Estado de la calle Porvenir, al fondo la iglesia de San Roque. / J. V. ARNELAS
Estado de la calle Porvenir, al fondo la iglesia de San Roque. / J. V. ARNELAS

La cofradía tomó ayer la decisión de cambiar el inicio de sus procesiones del Domingo de Ramos y el Viernes Santo ante el riesgo de desplome

Miriam F. Rua
MIRIAM F. RUA

A cinco días de que salga a la calle la procesión de la Borriquita para abrir oficialmente la Semana Santa, la Junta de Gobierno de la Cofradía de San Roque se ha visto obligada a modificar el recorrido.

El hundimiento de un tramo de la calle Porvenir, cortada al tráfico con vallas, impide el paso del cortejo y ya no hay tiempo para poder arreglar la calzada y que esté lista para el Domingo de Ramos.

El problema se ha producido por una avería en una acometida de agua particular, según informó ayer Aqualia. Esto ha provocado que un tramo de la calzada se hunda, con el riesgo de que acabe desplomándose el asfalto, de ahí que se haya protegido con vallas para impedir el paso del tráfico rodado.

Para evitar cualquier riesgo, la cofradía ha decidido alterar el recorrido de su procesión. El cambio afecta a la salida tanto de la Borriquita como de la procesión del Cristo de la Paz en la madrugada del Viernes Santo, ya que la calle Porvenir es la primera que enfilan los dos cortejos tras salir de su parroquia.
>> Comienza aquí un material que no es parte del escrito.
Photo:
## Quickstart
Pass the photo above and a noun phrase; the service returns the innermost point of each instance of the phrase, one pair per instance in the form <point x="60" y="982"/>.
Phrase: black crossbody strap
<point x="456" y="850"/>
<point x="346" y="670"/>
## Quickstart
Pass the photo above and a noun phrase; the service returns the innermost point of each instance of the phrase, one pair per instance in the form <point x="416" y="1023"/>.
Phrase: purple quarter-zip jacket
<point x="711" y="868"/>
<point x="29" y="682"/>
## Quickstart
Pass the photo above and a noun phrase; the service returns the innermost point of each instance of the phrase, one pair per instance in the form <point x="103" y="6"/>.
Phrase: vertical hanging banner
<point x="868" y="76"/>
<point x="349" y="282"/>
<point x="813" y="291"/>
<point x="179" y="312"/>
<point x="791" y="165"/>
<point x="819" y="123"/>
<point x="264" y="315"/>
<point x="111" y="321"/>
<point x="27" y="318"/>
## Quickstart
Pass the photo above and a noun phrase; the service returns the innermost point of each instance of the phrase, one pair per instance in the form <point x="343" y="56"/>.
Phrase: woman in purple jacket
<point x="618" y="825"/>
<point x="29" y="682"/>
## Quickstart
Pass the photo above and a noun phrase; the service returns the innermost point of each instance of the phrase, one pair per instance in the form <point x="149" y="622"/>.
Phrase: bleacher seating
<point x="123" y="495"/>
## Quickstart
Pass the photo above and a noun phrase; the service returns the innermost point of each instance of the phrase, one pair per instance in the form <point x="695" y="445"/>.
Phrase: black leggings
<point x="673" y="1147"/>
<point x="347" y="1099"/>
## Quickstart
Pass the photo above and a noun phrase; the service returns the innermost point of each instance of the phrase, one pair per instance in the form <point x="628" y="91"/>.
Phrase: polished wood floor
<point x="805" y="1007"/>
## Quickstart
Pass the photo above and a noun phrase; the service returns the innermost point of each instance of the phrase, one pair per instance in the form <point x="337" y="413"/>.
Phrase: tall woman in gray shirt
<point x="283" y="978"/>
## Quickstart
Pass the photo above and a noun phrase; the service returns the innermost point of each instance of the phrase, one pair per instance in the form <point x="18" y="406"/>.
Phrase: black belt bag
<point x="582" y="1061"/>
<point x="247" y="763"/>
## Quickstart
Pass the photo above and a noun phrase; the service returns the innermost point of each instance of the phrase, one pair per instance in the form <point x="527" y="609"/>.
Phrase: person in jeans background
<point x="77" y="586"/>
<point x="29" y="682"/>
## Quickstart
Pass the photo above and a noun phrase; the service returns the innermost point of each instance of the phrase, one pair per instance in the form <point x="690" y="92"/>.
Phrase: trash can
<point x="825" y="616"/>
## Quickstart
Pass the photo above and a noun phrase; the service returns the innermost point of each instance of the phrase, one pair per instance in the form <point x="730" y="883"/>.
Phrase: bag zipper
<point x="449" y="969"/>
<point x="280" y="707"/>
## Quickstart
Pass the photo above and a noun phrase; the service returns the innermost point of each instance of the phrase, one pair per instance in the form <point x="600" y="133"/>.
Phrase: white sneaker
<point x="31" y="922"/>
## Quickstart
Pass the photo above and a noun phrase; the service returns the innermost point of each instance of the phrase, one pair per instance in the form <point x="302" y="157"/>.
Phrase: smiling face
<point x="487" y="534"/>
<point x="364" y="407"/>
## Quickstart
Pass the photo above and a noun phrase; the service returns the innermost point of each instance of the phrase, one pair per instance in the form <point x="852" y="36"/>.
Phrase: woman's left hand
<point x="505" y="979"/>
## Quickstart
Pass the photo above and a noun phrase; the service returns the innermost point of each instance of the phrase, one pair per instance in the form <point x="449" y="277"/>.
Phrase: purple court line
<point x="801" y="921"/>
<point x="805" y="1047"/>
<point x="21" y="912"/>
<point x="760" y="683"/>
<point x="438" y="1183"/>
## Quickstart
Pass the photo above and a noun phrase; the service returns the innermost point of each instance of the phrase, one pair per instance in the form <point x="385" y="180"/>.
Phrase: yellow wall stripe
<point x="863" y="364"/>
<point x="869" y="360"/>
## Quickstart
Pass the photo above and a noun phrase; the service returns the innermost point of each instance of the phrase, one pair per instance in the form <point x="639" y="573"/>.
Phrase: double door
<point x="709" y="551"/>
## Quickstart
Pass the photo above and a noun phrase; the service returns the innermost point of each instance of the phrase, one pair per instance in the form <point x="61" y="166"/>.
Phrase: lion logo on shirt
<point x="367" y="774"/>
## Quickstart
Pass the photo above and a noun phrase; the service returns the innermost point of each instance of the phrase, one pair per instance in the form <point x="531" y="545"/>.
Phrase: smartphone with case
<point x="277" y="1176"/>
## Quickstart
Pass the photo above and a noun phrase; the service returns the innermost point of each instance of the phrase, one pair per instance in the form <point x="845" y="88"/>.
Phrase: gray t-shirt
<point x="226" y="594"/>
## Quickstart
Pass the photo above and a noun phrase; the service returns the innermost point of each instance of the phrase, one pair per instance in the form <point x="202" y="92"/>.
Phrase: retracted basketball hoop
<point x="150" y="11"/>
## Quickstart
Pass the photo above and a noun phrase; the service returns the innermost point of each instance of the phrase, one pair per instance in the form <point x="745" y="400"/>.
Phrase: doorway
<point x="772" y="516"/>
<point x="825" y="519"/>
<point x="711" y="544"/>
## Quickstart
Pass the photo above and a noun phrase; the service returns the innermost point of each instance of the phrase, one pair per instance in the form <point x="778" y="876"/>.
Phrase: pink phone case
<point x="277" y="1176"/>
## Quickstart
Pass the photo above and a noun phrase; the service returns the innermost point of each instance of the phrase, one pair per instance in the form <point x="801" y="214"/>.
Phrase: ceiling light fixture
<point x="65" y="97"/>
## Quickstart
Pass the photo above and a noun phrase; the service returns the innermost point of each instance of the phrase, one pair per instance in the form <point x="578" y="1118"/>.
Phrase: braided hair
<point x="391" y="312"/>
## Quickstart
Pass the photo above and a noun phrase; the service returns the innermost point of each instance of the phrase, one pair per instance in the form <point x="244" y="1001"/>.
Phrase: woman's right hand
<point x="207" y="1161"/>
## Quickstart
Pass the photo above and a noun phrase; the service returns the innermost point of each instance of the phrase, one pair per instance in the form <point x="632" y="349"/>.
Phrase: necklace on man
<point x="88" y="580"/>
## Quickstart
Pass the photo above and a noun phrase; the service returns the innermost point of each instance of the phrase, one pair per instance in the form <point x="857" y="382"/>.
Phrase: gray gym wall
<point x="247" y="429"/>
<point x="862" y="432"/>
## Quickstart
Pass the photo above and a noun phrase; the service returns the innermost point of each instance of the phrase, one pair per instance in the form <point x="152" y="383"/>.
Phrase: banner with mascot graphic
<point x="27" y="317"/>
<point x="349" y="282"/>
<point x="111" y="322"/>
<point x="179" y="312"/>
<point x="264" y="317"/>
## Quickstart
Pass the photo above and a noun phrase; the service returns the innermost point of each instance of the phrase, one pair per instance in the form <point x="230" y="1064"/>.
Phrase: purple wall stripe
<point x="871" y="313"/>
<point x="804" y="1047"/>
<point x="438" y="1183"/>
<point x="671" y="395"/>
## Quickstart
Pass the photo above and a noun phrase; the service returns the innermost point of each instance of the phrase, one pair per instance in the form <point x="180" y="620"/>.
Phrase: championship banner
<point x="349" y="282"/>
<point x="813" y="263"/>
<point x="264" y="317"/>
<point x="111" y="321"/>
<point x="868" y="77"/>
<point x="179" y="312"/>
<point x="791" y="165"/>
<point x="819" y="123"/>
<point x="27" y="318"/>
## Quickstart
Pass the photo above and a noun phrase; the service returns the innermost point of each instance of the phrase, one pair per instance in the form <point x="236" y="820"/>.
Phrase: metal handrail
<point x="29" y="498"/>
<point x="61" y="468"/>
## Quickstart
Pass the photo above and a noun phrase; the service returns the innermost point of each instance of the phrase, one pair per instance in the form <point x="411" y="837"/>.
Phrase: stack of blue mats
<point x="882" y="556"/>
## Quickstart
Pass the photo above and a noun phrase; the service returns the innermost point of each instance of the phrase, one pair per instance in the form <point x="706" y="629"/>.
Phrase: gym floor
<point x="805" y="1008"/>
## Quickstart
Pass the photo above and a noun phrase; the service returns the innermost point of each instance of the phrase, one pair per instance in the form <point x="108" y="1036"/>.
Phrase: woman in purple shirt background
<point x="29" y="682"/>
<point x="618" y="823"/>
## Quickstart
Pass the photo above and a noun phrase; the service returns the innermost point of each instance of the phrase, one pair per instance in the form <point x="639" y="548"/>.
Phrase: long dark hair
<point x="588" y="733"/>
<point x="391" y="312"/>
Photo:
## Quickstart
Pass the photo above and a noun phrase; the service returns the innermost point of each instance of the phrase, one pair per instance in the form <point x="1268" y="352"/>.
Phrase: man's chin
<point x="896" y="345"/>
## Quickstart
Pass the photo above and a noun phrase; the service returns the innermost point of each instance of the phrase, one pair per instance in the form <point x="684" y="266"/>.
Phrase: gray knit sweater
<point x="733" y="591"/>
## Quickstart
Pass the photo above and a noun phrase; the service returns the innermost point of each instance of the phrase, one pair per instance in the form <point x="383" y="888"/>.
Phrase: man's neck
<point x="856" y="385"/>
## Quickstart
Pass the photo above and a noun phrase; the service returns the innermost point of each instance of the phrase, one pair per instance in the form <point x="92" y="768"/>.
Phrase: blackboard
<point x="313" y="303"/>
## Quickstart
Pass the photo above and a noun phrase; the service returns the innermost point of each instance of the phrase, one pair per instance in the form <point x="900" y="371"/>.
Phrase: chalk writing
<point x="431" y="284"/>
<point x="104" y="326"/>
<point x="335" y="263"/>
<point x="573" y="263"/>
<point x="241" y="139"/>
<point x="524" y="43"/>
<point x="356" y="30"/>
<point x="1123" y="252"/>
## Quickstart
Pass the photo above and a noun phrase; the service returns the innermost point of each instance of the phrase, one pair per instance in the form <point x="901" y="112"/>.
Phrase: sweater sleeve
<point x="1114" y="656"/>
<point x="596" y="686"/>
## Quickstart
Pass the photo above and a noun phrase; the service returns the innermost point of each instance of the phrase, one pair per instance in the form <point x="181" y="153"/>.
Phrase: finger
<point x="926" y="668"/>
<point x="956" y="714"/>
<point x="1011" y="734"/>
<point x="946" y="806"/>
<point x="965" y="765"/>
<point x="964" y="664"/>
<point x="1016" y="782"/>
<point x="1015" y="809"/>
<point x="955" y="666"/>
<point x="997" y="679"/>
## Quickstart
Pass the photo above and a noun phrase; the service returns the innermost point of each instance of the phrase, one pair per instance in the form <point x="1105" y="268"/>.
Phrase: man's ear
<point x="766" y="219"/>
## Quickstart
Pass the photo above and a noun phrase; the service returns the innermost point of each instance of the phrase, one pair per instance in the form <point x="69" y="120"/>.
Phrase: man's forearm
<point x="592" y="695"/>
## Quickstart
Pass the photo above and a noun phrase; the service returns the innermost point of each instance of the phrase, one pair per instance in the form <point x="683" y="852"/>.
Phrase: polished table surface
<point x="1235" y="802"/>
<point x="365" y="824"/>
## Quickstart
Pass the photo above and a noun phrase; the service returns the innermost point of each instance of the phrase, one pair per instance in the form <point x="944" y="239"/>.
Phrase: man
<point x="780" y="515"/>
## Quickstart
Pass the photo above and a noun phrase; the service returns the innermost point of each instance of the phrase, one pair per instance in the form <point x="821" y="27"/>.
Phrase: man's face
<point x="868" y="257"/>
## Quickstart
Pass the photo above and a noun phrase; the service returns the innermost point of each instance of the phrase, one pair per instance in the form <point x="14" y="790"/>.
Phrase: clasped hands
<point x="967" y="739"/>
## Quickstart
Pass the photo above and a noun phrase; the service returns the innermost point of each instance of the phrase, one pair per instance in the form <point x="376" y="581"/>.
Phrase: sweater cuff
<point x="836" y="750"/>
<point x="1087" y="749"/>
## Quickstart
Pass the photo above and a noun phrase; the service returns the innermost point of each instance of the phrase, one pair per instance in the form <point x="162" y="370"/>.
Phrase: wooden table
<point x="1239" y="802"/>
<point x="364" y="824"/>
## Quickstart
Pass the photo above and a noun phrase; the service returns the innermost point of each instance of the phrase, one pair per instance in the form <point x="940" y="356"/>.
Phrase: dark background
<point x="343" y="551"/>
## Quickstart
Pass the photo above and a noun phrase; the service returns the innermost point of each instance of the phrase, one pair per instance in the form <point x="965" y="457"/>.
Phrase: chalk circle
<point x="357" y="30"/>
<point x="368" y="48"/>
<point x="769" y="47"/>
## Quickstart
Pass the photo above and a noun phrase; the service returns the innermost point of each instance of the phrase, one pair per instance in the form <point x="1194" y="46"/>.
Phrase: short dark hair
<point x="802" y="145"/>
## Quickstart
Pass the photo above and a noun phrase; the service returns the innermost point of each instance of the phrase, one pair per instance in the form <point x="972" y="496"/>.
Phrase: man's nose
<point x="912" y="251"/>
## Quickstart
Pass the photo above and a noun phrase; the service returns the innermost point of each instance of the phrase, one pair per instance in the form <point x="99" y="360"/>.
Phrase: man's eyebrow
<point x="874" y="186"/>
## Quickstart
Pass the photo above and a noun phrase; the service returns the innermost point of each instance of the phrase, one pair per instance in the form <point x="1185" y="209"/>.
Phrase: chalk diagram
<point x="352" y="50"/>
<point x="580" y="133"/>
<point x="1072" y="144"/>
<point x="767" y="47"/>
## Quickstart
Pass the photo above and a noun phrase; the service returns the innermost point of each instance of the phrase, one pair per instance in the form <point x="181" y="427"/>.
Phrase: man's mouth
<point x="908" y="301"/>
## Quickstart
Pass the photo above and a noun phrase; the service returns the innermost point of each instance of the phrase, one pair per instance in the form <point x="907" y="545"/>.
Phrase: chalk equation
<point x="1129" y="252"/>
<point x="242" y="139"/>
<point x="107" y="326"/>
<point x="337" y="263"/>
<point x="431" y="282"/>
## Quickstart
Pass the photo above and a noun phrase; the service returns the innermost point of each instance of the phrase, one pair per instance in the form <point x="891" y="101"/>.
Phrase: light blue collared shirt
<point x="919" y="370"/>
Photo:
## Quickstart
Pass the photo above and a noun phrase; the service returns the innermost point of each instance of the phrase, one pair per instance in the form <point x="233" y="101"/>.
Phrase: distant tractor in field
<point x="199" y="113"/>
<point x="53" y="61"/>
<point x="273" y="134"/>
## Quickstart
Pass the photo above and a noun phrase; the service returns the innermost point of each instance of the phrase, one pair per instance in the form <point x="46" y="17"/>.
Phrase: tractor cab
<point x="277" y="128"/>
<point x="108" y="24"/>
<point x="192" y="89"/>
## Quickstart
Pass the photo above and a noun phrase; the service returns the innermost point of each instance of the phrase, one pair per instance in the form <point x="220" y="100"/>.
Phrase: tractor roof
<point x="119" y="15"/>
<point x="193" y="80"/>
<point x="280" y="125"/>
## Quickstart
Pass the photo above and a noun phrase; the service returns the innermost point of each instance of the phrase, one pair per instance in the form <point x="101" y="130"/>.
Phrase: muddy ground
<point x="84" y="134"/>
La cruz de guía avanzará a la derecha una vez que rebase la puerta del templo, en lugar de a la izquierda como hasta ahora. Bordeará la plaza Santiago Arolo Viñas hasta la calle Luis de Zúñiga -paralela a Porvenir- y ahí enlazará con Alberto Oliart Saussol, para continuar con su recorrido habitual. Esto no afectará al tiempo de recorrido de las dos procesiones, porque apenas supondrá ampliar el trayecto en unos 20 metros, por lo que las horas de entrada en carrera oficial se mantienen.